As SQL is Declarative, the optimiser willl apply the outer WHERE clause to the CTE, and not build all the trees then throw some of them away.

Then, it's the simple query again; just take the category tree and join the products on, in the outer query.

NOTE: This expressly starts at a category and browses down. If you wanted to know which categories a product is in, do NOT use this. Make your recursive CTE similarly, but start at the children and browse up. Otherwise, the optimiser won't be able to push the where clause up to the CTE.

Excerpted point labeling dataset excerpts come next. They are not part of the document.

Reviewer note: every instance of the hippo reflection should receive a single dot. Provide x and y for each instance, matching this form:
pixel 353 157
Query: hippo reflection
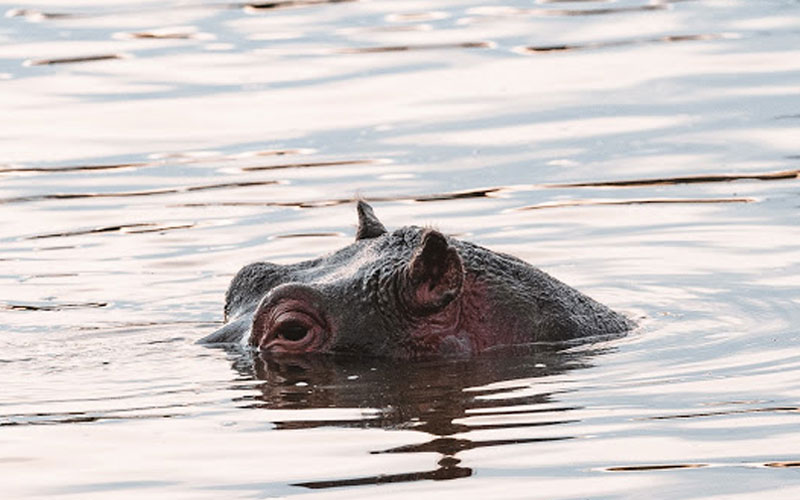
pixel 510 391
pixel 409 293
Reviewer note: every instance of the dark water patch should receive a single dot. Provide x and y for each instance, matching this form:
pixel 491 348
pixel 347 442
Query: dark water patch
pixel 96 230
pixel 286 4
pixel 536 49
pixel 774 409
pixel 52 307
pixel 165 34
pixel 73 60
pixel 657 467
pixel 450 446
pixel 49 275
pixel 74 168
pixel 782 465
pixel 84 419
pixel 444 473
pixel 130 194
pixel 644 201
pixel 146 324
pixel 312 164
pixel 161 229
pixel 502 11
pixel 37 15
pixel 453 195
pixel 308 235
pixel 688 179
pixel 406 48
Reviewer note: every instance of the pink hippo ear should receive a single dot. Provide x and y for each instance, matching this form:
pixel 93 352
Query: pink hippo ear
pixel 435 274
pixel 368 224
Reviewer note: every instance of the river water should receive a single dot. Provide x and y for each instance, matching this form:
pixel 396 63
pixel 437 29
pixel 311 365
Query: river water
pixel 645 152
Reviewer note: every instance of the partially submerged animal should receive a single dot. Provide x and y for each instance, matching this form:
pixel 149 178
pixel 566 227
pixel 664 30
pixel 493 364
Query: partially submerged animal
pixel 409 293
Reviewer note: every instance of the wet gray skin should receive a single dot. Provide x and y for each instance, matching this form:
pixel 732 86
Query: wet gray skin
pixel 409 293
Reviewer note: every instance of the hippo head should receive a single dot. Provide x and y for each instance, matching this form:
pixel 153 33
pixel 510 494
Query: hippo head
pixel 409 293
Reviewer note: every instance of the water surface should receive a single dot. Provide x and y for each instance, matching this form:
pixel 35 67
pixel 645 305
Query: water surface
pixel 646 153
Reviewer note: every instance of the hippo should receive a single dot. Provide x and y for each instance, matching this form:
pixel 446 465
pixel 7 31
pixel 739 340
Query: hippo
pixel 407 294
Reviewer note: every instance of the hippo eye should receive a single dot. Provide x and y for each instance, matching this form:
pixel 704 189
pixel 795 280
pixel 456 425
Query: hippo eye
pixel 293 331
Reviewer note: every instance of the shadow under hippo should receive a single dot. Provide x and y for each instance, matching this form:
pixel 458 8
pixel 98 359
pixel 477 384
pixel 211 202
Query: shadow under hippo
pixel 410 293
pixel 510 391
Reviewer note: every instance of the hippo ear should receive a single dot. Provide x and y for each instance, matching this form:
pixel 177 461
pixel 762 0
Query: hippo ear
pixel 368 224
pixel 435 274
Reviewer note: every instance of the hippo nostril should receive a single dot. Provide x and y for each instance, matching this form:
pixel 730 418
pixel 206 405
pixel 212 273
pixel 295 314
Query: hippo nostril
pixel 293 331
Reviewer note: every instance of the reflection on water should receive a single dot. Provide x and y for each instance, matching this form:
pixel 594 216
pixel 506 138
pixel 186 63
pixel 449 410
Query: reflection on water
pixel 644 152
pixel 435 398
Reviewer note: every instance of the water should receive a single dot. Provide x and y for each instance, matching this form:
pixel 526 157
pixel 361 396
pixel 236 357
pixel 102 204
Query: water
pixel 646 153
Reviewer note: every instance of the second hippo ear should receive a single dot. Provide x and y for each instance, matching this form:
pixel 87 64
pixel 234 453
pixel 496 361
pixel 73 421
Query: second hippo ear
pixel 368 224
pixel 435 274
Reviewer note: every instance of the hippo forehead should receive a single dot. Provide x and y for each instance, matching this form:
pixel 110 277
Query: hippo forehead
pixel 357 259
pixel 341 268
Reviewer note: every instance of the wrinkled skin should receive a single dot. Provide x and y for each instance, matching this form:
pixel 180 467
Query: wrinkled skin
pixel 409 293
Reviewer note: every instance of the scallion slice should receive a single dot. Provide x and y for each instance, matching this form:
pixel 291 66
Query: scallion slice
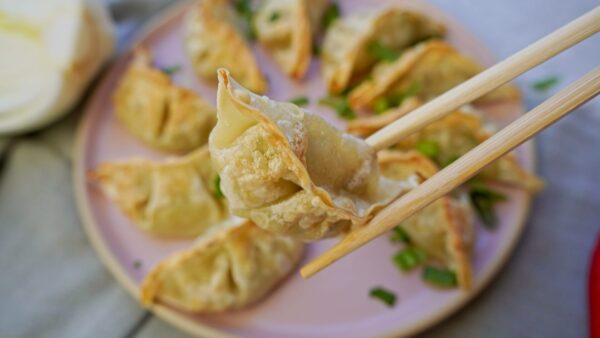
pixel 386 296
pixel 429 148
pixel 439 277
pixel 300 101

CodePudding user response:

In this example as you can see on my Git Repos also : https://github.com/WalterMatsuda/WITH-RECURSIVE-x-SELECT

The difference of the same operation made with a LOOP and subqueries is : In a 1000000 Rows tables with 5 levels of hierarchy

For Loops and subqueries 
Query OK (execution time: 15.359 sec; total time: 15.422 sec)
For With Recursive 
Query OK (execution time: 62 ms; total time: 125 ms) 

Both returning 1667 values . You can try a more efficient looping logic than the most easier, but WITH RECURSIVE is made to use recursion. Loops in other hand when you dont need to access multiple level,only want to repeat something withouth going to another conditional repetition is more efficient than Recursion. So both should be used in their proper roles.